“Christ in you, the hope of glory: whom we proclaim, admonishing every man, and teaching every man in all wisdom; that we may present every man perfect in Christ: whereunto I labor also, striving according to His working which works in me mightily.” Col. 1: 27-29.
Perfect in Christ: in our inquiry into the teaching of the Word as to perfection, we have here a new word opening up to us the hope, giving us the assurance, of what we have seen to be our duty. It links all that we have seen of God’s call and claim, with all that we know of Christ in His grace and power. Perfect in Christ: here is the open gateway into the perfect life. He to whom it is given to see fully what it means, finds through it an abundant entrance into the life of Christian perfectness.
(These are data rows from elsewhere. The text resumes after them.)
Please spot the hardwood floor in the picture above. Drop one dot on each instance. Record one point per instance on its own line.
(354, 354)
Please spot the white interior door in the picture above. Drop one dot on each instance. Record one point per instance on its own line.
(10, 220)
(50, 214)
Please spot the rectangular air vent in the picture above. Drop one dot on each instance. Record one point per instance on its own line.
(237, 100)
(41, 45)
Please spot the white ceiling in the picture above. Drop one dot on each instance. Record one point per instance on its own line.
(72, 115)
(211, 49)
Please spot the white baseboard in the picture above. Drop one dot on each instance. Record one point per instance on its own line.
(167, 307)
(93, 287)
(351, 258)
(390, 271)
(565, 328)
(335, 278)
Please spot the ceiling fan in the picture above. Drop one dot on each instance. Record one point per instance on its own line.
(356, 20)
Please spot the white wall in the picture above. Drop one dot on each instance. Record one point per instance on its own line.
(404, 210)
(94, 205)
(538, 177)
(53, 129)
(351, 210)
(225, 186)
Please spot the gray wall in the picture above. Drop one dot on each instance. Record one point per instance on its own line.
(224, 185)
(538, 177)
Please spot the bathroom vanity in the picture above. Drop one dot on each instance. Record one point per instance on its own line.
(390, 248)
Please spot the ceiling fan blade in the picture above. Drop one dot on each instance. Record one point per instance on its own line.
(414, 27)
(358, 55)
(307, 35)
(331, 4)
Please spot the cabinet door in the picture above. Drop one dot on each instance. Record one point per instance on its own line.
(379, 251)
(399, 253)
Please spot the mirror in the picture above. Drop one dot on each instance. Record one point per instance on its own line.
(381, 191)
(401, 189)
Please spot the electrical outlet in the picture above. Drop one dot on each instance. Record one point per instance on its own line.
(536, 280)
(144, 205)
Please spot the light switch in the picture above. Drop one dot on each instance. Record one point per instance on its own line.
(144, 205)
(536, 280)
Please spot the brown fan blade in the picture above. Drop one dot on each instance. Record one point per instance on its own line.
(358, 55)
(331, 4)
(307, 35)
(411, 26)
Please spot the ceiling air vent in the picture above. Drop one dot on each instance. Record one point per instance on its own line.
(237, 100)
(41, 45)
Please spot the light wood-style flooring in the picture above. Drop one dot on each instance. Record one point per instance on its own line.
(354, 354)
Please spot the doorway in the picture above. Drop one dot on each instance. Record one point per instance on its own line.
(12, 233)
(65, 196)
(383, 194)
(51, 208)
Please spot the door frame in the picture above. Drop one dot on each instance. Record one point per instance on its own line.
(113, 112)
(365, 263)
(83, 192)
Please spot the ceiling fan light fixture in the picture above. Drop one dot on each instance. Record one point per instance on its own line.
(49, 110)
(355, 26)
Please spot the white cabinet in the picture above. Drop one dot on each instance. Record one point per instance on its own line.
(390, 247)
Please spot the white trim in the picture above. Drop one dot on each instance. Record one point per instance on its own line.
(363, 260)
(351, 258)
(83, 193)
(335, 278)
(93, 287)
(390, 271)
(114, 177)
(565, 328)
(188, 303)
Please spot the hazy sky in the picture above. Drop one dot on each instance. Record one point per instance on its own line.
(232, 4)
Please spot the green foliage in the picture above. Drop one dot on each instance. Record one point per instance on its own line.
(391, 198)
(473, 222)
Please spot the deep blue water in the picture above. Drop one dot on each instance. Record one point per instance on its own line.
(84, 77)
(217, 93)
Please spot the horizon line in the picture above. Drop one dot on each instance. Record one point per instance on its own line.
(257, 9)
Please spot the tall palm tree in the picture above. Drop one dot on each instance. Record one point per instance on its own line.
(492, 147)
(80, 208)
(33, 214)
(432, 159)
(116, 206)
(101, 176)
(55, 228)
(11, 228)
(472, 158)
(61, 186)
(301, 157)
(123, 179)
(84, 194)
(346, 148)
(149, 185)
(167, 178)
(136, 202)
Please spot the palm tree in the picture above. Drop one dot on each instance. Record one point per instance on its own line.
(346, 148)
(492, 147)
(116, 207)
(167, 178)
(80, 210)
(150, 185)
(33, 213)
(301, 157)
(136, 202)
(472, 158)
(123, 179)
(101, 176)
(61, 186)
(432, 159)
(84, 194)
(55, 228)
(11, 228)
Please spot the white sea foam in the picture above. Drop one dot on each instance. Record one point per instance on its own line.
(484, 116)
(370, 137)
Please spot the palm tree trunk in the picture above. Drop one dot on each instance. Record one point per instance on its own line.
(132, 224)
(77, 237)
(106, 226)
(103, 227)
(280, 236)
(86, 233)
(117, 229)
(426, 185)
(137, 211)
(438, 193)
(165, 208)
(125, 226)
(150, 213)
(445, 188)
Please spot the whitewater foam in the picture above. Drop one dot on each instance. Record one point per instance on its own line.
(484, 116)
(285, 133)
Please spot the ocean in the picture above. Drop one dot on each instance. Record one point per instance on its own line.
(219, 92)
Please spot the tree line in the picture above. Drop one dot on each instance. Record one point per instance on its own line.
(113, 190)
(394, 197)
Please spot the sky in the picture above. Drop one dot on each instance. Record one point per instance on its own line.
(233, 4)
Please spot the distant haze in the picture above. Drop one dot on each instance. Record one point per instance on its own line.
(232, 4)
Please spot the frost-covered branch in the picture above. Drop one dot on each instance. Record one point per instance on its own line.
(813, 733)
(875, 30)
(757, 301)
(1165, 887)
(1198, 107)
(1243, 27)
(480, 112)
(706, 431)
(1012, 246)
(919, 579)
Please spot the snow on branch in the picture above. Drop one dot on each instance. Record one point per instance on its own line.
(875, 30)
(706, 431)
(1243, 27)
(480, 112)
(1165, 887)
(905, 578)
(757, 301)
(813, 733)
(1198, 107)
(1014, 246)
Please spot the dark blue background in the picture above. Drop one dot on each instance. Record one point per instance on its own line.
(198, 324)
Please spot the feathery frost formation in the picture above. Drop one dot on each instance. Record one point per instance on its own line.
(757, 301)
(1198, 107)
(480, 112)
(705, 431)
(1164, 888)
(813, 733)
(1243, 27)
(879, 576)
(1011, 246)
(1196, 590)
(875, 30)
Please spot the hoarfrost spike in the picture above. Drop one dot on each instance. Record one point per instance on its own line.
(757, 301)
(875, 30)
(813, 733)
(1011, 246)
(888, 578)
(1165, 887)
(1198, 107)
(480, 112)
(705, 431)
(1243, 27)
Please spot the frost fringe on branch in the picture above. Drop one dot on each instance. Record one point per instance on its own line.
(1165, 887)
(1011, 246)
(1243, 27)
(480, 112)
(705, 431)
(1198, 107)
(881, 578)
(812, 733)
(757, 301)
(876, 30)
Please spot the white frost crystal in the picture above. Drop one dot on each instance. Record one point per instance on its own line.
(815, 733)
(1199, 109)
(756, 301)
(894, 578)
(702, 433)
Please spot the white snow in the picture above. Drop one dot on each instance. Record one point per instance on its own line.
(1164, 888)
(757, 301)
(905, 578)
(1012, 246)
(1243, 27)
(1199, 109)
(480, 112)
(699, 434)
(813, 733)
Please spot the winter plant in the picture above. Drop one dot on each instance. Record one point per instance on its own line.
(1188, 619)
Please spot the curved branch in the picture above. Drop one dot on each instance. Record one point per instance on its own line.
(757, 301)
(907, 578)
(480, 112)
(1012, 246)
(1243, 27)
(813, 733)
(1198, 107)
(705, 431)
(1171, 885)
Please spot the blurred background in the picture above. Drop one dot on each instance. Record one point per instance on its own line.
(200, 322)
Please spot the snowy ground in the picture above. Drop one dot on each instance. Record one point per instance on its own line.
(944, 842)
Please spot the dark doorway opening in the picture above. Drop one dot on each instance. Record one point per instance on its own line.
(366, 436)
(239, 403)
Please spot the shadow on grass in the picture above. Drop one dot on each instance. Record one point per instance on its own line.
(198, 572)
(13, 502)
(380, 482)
There are three aspects in which we need to look at the truth of our being perfect in Christ. There is, first, our perfectness in Christ, as it is prepared for us in Him, our Head. As the second Adam, Christ came and wrought out a new nature for all the members of His body. This nature is His own life, perfected through suffering and obedience. In thus being perfected Himself, He perfected forever them that are sanctified. His perfection, His perfect life, is ours. And that not only judicially, or by imputation, but as an actual spiritual reality, in virtue of our real and living union with Him. Paul says in the same Epistle, “You are complete, made full in Him”; all that you are to be is already fulfilled, and so you are fulfilled in Him: circumcised in Him, buried with Him, raised with Him, quickened together with Him. All Christ’s members are in Him, fulfilled in Him.
Then there is our perfection in Christ, as imparted to us by the Holy Spirit in uniting us to Him. The life which is implanted in us at the new birth, planted into the midst of a mass of sin and flesh, is a perfect life. As the seed contains in itself the whole life of the tree, so the seed of God within us is the perfect life of Christ, with its power to grow, and fill our life, and bring forth fruit to perfection.
And then there is also our perfection in Christ, as wrought in us by the Holy Spirit, appropriated by us in the obedience of faith, and made manifest in our life and conduct. As our faith grasps and feeds upon the truth in the two former aspects, and yields itself to God to have that perfect life master and pervade the whole of our daily life in its ordinary actions; perfect in Christ will become each moment a present practical reality and experience. All that the Word has taught of the perfect heart, and the perfect way, of being perfect as the Father, and perfect as the Master, shines with new meaning and with the light of a new life. Christ, the living Christ, is our Perfection; He, Himself, lives each day and hour to impart it. The measureless love of Jesus, and the power of the endless life in which His life works, become the measure of our expectation. In the life in which we now live in the flesh, with its daily duties in relationship with men and money, with care and temptation, we are to give the proof that Perfect in Christ is no mere ideal, but in the power of Almighty God, simple and literal truth.
It is in the last of these three aspects that Paul has used the expression in our text. He speaks of admonishing every man, and teaching every man, in all wisdom, that he may present every man perfect in Christ Jesus. It is to the perfectness in daily life and walk that the admonishing and teaching have reference. In principle, Christians were perfect in Christ: in practice they were to become perfect. The aim of the Gospel Ministry among believers was to present every man perfect in Christ Jesus, to teach men how they might put on the Lord Jesus, have His life cover them and have His life in them.
What a task! What a hopeless task to the minister, as he looks upon the state of the Church! What a task of infinite hopefulness, if he does his work as Paul did, “Whereunto,” nothing less than presenting every man perfect in Christ: “Whereunto I also labor, striving according to His working which works in me mightily.” The aim is high, but the power is Divine. Let the minister, in full purpose of heart, make Paul’s aim his own: to present every man perfect in Christ Jesus. He may count upon Paul’s strength: “His working which works in me mightily.”